You wouldn’t want to take your family to a picnic near a coal-fired power plant, but who could say no to a stroll down Light Up — NH Architecture’s idea for turning Melbourne’s St. Kilda Triangle, the beachside block home to the historic Palais Theatre, into a power plant and work of art both.
The team of architects led by Martin Heide envisions a grand canopy that arches over St. Kilda Triangle, where 8,600 flexible solar panels attached to a lightweight tensile structure would provide 70 percent of the energy output. Energy harvested from the wind that blows across the canopy and microbial fuel cells connected to plant roots would provide the rest.
To store all of this energy, the architects propose employing lithium-ion cells sourced from retired electric vehicle batteries. Specifically, 107,000 used EV battery cells from 50 used fully electric cars would be embedded in the handrails of the bridge structures.
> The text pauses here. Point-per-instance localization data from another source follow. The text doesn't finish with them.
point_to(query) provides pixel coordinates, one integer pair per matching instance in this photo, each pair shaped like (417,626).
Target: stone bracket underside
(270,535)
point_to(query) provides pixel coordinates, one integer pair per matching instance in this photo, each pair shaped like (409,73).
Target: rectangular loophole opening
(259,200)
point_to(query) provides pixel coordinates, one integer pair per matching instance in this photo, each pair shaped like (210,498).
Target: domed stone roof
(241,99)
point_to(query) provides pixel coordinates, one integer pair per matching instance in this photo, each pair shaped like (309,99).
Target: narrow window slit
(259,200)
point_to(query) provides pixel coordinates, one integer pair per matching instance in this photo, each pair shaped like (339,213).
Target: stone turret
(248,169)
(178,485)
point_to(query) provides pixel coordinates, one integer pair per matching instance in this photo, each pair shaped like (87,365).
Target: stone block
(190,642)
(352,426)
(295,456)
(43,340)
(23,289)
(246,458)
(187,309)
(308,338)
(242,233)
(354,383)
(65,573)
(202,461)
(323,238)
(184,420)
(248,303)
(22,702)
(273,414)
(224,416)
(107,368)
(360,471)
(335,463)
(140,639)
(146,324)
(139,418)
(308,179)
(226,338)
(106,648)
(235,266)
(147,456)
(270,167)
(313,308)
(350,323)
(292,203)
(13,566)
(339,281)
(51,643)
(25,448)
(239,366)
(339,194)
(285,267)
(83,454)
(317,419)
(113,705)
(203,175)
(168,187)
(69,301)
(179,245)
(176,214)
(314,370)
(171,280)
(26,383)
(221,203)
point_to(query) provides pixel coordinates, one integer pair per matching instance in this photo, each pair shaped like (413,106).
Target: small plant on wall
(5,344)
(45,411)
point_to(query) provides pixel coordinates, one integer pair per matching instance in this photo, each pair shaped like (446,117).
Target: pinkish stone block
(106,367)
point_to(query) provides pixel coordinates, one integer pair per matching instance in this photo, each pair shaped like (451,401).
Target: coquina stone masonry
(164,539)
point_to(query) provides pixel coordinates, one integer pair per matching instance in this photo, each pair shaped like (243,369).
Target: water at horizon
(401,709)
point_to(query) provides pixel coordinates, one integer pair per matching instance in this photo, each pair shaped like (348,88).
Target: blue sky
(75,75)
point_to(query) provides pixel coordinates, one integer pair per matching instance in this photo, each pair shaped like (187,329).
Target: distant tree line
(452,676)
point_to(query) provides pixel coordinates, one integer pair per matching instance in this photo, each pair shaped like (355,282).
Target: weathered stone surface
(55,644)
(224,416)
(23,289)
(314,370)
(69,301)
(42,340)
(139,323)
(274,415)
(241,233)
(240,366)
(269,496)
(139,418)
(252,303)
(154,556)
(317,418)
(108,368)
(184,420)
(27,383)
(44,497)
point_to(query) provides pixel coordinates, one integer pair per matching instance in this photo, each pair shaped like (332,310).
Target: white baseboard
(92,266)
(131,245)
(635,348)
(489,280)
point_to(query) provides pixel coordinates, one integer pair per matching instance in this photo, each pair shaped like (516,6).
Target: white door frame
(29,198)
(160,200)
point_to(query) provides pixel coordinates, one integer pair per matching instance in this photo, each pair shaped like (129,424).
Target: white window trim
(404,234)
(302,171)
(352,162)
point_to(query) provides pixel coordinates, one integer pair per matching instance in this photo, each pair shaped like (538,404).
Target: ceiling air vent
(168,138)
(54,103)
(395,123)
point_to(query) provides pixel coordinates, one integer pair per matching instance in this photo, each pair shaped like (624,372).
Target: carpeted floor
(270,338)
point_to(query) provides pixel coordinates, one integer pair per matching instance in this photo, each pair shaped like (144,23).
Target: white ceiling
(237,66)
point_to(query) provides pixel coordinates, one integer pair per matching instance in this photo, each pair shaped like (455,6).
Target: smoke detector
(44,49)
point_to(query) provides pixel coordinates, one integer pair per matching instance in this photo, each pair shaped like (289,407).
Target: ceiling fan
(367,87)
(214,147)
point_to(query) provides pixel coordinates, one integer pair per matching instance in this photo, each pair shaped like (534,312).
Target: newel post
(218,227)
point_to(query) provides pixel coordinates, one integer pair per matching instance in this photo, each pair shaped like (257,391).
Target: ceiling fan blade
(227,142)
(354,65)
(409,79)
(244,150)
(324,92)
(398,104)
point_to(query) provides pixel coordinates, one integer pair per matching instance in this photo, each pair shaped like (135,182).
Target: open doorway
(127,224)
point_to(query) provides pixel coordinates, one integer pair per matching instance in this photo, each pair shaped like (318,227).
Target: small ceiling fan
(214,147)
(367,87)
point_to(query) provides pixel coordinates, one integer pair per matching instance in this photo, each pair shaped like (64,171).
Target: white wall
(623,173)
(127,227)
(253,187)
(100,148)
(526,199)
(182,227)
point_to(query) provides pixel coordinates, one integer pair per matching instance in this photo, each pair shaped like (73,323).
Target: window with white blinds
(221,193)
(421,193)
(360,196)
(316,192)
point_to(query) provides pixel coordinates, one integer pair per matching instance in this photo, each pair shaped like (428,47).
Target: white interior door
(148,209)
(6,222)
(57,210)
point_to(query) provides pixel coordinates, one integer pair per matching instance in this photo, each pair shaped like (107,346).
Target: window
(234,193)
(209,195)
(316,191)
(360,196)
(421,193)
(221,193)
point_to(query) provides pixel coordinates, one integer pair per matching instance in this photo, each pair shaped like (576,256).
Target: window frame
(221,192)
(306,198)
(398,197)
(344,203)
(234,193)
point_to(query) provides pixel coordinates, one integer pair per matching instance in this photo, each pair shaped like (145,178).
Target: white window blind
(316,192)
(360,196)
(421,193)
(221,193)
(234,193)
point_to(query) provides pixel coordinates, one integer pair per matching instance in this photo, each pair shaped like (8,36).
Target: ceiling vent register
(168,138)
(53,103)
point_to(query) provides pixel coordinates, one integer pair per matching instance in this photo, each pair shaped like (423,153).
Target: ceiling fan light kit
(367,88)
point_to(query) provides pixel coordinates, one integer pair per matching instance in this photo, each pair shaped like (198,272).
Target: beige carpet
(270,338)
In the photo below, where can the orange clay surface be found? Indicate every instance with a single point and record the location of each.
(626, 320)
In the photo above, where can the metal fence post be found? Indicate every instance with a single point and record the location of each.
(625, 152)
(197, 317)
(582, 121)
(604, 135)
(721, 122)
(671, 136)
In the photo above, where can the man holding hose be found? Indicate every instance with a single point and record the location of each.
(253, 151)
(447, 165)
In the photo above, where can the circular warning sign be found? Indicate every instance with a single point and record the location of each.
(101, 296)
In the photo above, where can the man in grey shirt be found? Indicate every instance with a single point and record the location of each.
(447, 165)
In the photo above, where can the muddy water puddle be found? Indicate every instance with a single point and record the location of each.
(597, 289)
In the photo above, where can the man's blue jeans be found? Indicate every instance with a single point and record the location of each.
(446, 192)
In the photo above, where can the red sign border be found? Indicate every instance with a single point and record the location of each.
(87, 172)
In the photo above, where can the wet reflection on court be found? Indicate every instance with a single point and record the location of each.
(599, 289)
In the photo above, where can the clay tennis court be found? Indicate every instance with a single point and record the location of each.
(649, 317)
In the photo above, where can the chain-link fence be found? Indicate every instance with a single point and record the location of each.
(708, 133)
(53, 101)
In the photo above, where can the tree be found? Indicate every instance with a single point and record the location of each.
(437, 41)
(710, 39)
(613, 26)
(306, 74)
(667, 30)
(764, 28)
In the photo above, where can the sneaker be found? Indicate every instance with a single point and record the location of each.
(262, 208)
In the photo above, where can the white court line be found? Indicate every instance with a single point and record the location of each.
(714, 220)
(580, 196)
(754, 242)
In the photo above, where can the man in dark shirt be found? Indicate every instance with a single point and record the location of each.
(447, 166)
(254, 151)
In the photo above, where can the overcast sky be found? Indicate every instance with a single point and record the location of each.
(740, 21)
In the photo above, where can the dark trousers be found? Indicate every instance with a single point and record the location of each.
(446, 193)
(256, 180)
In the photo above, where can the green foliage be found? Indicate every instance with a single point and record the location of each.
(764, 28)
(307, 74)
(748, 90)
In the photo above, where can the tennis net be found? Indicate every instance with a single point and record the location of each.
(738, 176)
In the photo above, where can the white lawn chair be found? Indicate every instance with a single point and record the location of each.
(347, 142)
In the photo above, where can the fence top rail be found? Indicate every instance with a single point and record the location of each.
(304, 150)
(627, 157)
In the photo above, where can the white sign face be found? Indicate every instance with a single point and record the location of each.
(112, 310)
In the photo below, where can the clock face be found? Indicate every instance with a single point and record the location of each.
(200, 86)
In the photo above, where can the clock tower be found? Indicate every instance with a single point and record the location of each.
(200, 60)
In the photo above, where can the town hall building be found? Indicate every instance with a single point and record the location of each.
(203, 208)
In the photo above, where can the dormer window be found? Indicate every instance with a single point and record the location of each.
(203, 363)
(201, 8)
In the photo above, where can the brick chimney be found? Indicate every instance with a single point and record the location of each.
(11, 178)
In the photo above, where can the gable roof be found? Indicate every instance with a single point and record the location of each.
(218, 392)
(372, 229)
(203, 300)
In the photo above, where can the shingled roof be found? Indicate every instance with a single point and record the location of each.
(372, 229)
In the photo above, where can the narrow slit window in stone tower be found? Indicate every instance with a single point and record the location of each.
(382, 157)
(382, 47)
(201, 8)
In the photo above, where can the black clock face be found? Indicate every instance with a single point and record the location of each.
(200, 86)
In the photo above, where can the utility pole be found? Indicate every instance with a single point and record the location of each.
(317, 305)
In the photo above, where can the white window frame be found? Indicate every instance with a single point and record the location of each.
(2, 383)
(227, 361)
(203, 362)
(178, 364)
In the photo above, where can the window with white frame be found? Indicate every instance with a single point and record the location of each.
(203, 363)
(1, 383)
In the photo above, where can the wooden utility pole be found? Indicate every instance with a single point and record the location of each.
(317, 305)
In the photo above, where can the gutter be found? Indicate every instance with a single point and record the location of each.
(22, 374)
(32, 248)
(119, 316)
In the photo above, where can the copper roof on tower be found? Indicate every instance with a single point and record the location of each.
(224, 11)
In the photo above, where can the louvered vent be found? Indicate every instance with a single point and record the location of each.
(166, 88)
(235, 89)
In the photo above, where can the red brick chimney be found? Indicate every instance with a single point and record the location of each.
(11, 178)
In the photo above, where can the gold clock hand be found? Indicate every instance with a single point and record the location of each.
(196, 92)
“The form of a draping tapestry creates a timeless and instantly recognizable image for St Kilda that compliments existing landmarks without competing with them. With such a large component of the artwork spanning Jacka Boulevard, Light Up manages to create one large functional park space that flows from the Palais forecourt to the beach. The experience of traversing the park will be like walking through a flowing stream of solar energy,” LAGI co-founders Elizabeth Monoian and Robert Ferry said in a joint statement.
Alternatively, St. Kilda could be the seat of an intriguing hydro-solar generator designed by Seattle’s Olson Kundig. The project, called Night&Day, was awarded the second prize for its innovative combination of solar energy and hydro storage to produce 1,000 MWh annually — enough to power roughly 200 Australian homes.
During the day, the site would produce energy from its 5,400 square-meter photovoltaic arrays shaped like a solar sail. Excess energy is used to pump bay water into a suspended hydro battery vessel. At night, gravity does all the work — the potential energy is converted into kinetic energy as the water flows down turbines that generate electricity through a generator.
“We’ve long admired Olson Kundig’s work and the range of projects they engage in. Their LAGI 2018 design is profoundly beautiful and perfectly functional, incorporating solar with energy storage—such a critical component of a successful energy transition—in a way that is playful, viscerally engaging, and educational,” said Monoian and Ferry.
Light Up’s team will receive $16,000 in prize money, while Day&Night will get $5,000. Another 23 teams were shortlisted.
Winning LAGI 2018 does not guarantee that the project will actually be constructed at St. Kilda Triangle, but with enough public support, it could happen.
Today also marks the opening of the LAGI 2018 exhibition, which will run for one week at Fed Square Atrium, and the book launch of “Energy Overlays” published by HIRMER Verlag. The book features the top 50 entries to the competition, along with essays about renewable energy.